Muhammad Shalabi said that Israeli police sent him to the police station to retrieve his cards, and that when he arrived, he was told he was banned from returning to the compound for a month.
Israeli police also interrogated Abdullah al-Sanjlawi and banned him from returning to Al-Aqsa for a month, witnesses said.
The Al-Aqsa Foundation said Tuesday that Jewish organizations, without naming them, had submitted an application to Israeli ministers to erect a Hanukkah candle in the Al-Aqsa compound.
In early November, an Israeli parliamentary committee held a heated debate on whether to begin allowing Jews to pray on the compound housing the Al-Aqsa mosque.
Due to the sensitive nature of the Al-Aqsa mosque, Israel maintains a compromise with the Islamic trust that controls the compound to restrict the area for Muslim prayers.
Israeli forces, however, regularly escort Jewish visitors to the site, leading to tension with Palestinian worshipers.
The compound, which sits just above the Western Wall plaza, houses both the Dome of the Rock and the Al-Aqsa mosque and is the third holiest site in Islam.
It is also venerated as Judaism's most holy place as it sits where Jews believe the First and Second Temples once stood.
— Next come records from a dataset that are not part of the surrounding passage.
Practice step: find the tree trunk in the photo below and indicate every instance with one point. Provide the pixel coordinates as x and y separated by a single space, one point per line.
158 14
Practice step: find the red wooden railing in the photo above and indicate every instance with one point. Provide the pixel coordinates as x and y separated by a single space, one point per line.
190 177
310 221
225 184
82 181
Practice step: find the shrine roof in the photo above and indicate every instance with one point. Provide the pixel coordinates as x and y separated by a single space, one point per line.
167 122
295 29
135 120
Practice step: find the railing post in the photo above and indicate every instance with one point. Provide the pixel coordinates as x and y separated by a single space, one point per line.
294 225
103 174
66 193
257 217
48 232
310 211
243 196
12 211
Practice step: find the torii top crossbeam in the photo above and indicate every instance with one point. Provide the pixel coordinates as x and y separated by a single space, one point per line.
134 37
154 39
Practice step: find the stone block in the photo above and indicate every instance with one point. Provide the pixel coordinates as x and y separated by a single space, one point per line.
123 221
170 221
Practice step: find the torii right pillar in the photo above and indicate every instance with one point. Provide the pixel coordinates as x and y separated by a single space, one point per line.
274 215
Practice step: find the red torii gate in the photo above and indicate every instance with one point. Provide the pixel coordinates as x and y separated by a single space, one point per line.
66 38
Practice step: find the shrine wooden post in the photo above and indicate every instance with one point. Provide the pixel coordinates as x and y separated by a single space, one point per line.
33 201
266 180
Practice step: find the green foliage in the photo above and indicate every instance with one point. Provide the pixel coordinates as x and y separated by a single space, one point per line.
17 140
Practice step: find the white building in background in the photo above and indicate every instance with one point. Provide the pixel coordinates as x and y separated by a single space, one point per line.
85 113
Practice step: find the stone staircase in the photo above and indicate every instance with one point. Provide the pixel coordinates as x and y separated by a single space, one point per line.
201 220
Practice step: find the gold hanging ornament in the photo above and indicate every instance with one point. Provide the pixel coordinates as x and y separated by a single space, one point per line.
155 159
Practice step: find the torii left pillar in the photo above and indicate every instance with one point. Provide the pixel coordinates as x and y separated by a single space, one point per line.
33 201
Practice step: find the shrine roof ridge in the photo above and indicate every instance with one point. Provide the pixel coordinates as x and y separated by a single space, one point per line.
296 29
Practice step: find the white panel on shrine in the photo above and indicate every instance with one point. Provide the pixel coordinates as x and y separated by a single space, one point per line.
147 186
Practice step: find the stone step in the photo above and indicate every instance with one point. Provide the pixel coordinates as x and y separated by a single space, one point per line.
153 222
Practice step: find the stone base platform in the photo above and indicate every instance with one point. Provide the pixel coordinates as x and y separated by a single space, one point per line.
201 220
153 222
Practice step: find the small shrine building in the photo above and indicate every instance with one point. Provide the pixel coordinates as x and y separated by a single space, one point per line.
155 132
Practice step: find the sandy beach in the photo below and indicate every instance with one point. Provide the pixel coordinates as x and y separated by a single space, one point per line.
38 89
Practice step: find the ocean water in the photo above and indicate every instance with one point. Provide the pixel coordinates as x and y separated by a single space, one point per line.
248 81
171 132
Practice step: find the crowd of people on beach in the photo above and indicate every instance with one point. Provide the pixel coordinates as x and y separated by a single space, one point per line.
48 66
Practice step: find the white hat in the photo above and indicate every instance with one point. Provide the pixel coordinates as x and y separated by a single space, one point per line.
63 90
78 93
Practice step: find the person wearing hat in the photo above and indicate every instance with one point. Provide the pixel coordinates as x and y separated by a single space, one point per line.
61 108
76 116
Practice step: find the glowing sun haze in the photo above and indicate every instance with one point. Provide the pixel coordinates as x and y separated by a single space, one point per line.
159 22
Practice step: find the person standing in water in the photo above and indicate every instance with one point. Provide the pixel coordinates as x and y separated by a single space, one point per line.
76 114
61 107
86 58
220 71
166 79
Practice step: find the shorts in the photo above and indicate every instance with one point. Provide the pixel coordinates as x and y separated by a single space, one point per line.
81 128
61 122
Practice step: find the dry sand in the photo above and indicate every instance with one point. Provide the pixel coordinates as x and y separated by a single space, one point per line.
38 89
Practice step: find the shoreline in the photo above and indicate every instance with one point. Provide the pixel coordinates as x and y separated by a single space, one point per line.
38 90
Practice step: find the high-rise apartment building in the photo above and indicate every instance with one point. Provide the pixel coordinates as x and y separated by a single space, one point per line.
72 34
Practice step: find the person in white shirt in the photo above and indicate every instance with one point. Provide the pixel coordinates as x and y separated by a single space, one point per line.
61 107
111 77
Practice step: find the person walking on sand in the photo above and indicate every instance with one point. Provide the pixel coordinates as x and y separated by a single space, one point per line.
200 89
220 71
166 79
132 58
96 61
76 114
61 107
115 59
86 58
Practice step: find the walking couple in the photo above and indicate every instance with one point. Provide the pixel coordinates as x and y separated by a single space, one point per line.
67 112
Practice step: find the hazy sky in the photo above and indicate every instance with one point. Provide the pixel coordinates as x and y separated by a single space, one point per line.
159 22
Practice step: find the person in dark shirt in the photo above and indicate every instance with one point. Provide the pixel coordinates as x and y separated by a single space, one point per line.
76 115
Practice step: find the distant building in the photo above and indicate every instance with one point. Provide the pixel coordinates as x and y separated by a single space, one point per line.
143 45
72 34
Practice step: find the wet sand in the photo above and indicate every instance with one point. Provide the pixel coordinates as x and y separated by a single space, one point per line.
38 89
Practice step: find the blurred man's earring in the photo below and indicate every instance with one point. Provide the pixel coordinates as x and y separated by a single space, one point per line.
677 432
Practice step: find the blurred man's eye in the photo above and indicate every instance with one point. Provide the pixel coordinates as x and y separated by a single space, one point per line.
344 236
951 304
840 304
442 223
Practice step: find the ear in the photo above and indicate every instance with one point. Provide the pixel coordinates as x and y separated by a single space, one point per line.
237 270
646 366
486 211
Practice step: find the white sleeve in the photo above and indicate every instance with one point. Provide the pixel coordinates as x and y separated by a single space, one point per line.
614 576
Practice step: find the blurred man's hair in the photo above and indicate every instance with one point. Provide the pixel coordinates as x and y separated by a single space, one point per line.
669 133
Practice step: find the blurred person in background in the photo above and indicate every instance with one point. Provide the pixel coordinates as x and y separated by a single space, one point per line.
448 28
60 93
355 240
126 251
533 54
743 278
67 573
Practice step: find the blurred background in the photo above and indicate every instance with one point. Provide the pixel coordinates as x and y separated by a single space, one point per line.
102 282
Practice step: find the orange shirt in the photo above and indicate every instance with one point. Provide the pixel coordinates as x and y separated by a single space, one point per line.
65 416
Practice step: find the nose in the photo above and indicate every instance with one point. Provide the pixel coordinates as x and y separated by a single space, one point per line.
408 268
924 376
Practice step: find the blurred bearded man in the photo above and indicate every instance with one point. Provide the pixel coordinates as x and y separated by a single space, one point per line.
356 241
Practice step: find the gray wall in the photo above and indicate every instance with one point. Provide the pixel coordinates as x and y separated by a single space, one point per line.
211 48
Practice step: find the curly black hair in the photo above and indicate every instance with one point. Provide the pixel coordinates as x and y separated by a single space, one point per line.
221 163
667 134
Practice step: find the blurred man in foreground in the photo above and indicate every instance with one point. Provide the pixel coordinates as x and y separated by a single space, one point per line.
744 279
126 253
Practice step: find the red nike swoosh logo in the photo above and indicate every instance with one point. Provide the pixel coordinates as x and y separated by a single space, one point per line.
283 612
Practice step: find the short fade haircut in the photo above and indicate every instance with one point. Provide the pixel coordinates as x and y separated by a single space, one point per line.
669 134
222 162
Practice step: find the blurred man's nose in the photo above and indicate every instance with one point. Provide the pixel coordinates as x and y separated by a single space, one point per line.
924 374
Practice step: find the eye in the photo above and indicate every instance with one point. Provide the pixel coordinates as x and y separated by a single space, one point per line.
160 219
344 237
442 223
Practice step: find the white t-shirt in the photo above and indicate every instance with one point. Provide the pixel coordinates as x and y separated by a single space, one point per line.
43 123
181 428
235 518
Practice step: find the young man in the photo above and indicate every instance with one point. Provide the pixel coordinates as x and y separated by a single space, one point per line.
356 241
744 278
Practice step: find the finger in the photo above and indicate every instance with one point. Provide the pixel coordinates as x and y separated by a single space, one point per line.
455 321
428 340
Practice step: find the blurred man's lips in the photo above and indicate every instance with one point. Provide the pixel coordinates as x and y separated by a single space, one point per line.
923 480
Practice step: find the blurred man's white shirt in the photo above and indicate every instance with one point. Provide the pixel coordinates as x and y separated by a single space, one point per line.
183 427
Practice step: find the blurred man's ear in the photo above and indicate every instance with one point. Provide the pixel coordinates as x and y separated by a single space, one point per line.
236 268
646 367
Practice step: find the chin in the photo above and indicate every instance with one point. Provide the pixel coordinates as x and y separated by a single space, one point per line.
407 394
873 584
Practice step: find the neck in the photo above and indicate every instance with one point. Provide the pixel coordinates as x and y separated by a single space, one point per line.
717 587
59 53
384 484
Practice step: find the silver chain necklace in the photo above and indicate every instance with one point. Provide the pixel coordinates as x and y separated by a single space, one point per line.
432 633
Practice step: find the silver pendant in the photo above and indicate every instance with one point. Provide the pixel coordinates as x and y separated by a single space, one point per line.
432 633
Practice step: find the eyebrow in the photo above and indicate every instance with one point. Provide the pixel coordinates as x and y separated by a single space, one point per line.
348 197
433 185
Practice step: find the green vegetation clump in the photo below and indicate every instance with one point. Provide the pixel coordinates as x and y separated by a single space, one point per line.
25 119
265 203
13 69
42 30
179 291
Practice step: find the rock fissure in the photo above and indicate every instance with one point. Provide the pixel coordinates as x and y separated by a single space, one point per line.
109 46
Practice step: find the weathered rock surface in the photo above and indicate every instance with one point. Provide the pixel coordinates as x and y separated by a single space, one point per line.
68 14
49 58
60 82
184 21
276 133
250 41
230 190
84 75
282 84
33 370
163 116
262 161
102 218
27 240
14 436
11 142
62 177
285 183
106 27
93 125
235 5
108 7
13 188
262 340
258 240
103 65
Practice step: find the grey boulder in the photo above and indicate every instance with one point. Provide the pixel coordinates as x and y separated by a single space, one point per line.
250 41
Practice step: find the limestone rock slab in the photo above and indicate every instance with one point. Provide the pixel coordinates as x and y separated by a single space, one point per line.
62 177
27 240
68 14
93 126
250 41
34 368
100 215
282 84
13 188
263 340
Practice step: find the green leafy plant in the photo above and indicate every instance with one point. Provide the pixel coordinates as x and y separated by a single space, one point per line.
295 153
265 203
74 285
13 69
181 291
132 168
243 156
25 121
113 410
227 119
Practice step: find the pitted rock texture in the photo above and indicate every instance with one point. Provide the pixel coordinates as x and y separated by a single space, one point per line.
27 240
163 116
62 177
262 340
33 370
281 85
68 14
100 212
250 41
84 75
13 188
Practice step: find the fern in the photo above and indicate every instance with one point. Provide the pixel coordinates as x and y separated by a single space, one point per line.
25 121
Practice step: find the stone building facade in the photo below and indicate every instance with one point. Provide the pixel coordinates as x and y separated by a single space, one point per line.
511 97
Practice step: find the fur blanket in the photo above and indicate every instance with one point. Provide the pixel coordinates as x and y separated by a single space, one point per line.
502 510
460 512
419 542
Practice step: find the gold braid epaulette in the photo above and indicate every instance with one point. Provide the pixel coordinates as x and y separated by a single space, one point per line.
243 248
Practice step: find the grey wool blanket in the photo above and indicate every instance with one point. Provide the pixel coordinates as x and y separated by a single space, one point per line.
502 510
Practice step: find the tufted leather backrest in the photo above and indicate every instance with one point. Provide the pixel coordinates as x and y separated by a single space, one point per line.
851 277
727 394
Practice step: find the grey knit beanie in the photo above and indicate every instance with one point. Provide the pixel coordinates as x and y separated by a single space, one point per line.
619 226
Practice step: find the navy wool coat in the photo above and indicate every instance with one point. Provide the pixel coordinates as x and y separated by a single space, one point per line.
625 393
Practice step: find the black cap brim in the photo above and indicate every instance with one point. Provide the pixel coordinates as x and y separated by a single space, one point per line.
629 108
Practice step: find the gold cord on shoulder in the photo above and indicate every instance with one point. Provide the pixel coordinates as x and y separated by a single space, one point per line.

The Second Temple was destroyed by the Romans in 70 AD.
According to mainstream Jewish religious leaders, Jews are forbidden from entering for fear they would profane the "Holy of Holies," or the inner sanctum of the Second Temple.
Al-Aqsa is located in East Jerusalem, a part of the internationally recognized Palestinian territories that have been occupied by the Israeli military since 1967.